Serotonergic drugs and spinal cord transections indicate that different spinal circuits are involved in external urethral sphincter activity in rats

Hui-Yi Chang1, Chen-Li Cheng2, Jia-Jin J Chen3, and William C. de Groat4*

1 Institute of Biomedical Engineering, National Cheng Kung University, Tainan, Taiwan - Republic of China; Department of Pharmacology, University of Pittsburgh School of Medicine, Pittsburgh, Pennsylvania, United States
2 Division of Urology, Department of Surgery, Taichung Veterans General Hospital, Taichung, Taiwan - Republic of China
3 Institute of Biomedical Engineering, National Cheng Kung University, Tainan, Taiwan - Republic of China
4 Department of Pharmacology, University of Pittsburgh School of Medicine, Pittsburgh, Pennsylvania, United States

* To whom correspondence should be addressed. E-mail: degroat{at}pharm.server.pitt.edu.

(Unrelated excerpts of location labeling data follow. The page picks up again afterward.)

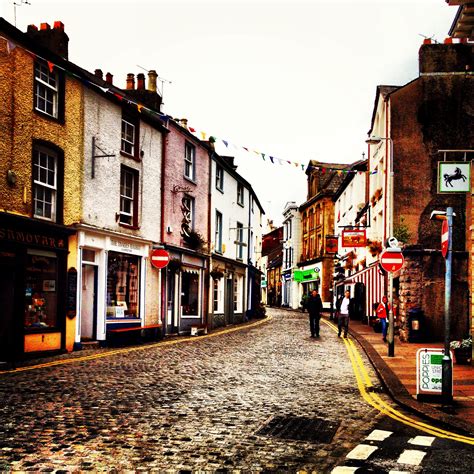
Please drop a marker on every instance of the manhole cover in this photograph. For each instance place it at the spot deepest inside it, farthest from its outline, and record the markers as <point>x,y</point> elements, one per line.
<point>297,428</point>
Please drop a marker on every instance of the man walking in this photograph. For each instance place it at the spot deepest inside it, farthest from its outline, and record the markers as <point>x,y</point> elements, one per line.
<point>345,309</point>
<point>314,305</point>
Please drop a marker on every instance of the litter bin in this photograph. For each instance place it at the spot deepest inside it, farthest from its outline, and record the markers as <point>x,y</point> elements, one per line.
<point>415,325</point>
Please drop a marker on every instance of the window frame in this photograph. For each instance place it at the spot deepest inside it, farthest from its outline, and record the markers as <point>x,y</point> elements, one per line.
<point>124,170</point>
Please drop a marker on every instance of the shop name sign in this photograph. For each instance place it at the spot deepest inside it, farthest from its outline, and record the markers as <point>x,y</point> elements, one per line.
<point>23,237</point>
<point>128,247</point>
<point>354,238</point>
<point>429,373</point>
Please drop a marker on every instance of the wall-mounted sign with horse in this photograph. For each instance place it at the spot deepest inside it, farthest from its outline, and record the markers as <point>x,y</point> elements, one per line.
<point>454,176</point>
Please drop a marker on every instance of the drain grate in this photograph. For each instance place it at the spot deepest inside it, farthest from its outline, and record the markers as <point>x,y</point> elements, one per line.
<point>316,430</point>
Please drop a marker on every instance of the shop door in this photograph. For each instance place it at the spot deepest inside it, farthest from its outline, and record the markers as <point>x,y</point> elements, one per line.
<point>7,299</point>
<point>89,303</point>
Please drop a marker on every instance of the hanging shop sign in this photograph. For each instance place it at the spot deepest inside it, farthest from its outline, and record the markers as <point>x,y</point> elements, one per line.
<point>354,238</point>
<point>454,177</point>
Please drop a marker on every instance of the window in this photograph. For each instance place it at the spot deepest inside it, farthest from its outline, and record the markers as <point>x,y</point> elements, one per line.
<point>189,161</point>
<point>240,241</point>
<point>41,290</point>
<point>45,183</point>
<point>240,194</point>
<point>46,90</point>
<point>190,292</point>
<point>218,241</point>
<point>219,178</point>
<point>122,285</point>
<point>128,196</point>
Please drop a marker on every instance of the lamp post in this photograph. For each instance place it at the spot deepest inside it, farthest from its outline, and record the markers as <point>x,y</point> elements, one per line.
<point>374,140</point>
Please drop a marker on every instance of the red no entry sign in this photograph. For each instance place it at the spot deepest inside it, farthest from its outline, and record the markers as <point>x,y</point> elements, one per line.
<point>391,261</point>
<point>160,258</point>
<point>444,238</point>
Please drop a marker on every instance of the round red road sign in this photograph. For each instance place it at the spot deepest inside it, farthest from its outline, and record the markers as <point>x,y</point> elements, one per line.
<point>160,258</point>
<point>444,238</point>
<point>391,261</point>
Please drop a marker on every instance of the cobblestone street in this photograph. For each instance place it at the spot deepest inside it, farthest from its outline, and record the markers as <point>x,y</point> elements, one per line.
<point>190,406</point>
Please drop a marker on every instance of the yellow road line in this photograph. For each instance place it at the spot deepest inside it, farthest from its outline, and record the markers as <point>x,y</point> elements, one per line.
<point>363,383</point>
<point>136,348</point>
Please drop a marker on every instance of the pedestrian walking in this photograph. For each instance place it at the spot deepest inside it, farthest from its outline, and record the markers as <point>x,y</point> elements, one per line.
<point>314,306</point>
<point>382,313</point>
<point>345,307</point>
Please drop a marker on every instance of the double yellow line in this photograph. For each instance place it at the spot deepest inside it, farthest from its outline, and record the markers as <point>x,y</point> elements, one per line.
<point>364,385</point>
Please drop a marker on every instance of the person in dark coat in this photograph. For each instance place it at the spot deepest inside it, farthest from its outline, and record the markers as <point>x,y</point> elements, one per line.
<point>314,306</point>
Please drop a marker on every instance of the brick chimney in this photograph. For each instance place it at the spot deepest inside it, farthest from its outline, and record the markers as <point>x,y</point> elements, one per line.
<point>130,81</point>
<point>140,82</point>
<point>55,39</point>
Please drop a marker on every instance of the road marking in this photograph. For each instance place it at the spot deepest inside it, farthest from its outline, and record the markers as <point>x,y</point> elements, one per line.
<point>378,435</point>
<point>422,440</point>
<point>411,456</point>
<point>156,345</point>
<point>362,452</point>
<point>364,383</point>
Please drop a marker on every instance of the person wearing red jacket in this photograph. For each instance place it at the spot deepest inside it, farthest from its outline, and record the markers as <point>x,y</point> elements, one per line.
<point>382,313</point>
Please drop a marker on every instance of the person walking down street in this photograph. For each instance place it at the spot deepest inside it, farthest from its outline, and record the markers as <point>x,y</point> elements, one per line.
<point>345,309</point>
<point>314,306</point>
<point>382,313</point>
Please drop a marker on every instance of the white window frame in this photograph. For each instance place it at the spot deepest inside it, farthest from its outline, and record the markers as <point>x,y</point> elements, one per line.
<point>46,90</point>
<point>45,186</point>
<point>190,161</point>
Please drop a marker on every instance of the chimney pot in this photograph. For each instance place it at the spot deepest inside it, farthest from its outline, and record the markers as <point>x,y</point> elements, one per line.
<point>130,81</point>
<point>140,81</point>
<point>152,76</point>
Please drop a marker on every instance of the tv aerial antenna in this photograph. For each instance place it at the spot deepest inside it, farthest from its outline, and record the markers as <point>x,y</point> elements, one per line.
<point>18,3</point>
<point>162,80</point>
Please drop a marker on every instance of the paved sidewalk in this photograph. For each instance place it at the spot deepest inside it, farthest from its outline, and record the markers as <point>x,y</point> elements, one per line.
<point>398,374</point>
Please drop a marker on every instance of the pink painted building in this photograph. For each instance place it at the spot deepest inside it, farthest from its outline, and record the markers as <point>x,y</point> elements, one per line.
<point>185,225</point>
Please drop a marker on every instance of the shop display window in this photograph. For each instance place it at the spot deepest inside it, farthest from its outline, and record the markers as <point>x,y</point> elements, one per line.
<point>123,286</point>
<point>190,293</point>
<point>41,290</point>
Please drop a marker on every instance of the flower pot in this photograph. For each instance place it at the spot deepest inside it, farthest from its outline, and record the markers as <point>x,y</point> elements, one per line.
<point>463,356</point>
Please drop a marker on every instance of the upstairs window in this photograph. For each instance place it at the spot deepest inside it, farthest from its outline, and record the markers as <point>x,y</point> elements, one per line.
<point>240,194</point>
<point>128,197</point>
<point>46,95</point>
<point>219,178</point>
<point>45,183</point>
<point>189,161</point>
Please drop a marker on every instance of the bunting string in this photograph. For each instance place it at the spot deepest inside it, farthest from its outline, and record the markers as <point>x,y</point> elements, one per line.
<point>199,134</point>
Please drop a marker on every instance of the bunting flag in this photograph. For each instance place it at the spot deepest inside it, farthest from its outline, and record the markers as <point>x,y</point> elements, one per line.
<point>165,118</point>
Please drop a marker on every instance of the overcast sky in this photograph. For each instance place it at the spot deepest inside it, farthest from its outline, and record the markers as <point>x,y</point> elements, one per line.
<point>293,79</point>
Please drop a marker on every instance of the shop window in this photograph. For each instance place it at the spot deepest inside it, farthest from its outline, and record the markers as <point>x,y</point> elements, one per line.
<point>41,290</point>
<point>128,196</point>
<point>190,293</point>
<point>123,283</point>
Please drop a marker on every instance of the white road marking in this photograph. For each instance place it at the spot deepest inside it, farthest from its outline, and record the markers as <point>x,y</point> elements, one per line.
<point>422,440</point>
<point>378,435</point>
<point>362,451</point>
<point>411,456</point>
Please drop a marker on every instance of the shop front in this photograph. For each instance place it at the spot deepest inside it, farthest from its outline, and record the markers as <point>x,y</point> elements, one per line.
<point>33,287</point>
<point>114,277</point>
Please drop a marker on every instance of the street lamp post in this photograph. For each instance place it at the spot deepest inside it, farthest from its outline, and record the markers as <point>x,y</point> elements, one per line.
<point>374,140</point>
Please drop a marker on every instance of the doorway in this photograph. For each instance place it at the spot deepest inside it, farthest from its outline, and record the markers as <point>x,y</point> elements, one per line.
<point>89,303</point>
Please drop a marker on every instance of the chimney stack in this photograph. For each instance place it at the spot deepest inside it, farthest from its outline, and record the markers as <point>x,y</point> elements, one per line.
<point>54,39</point>
<point>140,82</point>
<point>130,81</point>
<point>152,76</point>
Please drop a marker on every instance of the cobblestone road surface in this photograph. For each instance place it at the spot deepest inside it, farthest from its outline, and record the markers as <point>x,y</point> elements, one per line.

Lower urinary tract function is regulated by spinal and supraspinal reflexes that coordinate the activity of the urinary bladder and external urethral sphincter (EUS). Two types of EUS activity (tonic and bursting) have been identified in rats. This study in urethane-anesthetized female rats used cystometry, EUS electromyography, spinal cord transection (SCT) at different segmental levels and analysis of the effects of 5-HT1A receptor agonist (8-OH-DPAT) and antagonist (WAY100635) drugs to examine the origin of tonic and bursting EUS activity. EUS activity was elicited by bladder distension or electrical stimulation of afferent axons in the pelvic nerve (pelvic-EUS reflex). Tonic activity evoked by bladder distension was detected in spinal cord intact rats and after acute and chronic T8-9 or L3-4 SCT, but was abolished after L6-S1 SCT. Bursting activity was abolished by all types of SCT except chronic T8-9 transection. 8-OH-DPAT enhanced tonic activity and WAY100635 reversed the effect of 8-OH-DPAT. The pelvic-EUS reflex consisted of an early response (ER) and late response (LR) when the bladder was distended in spinal cord intact rats. ER remained after acute or chronic T8-9 and L3-4 SCT, but was absent after L6-S1 SCT. LR occurred only in chronic T8-9 SCT rats where it was enhanced or unmasked by 8-OH-DPAT. The results indicate that spinal serotonergic mechanisms facilitate tonic and bursting EUS activity. The circuitry for generating different patterns of EUS activity appears to be located in different segments of the spinal cord: tonic activity at L6-S1 and bursting activity between T8-9 and L3-4.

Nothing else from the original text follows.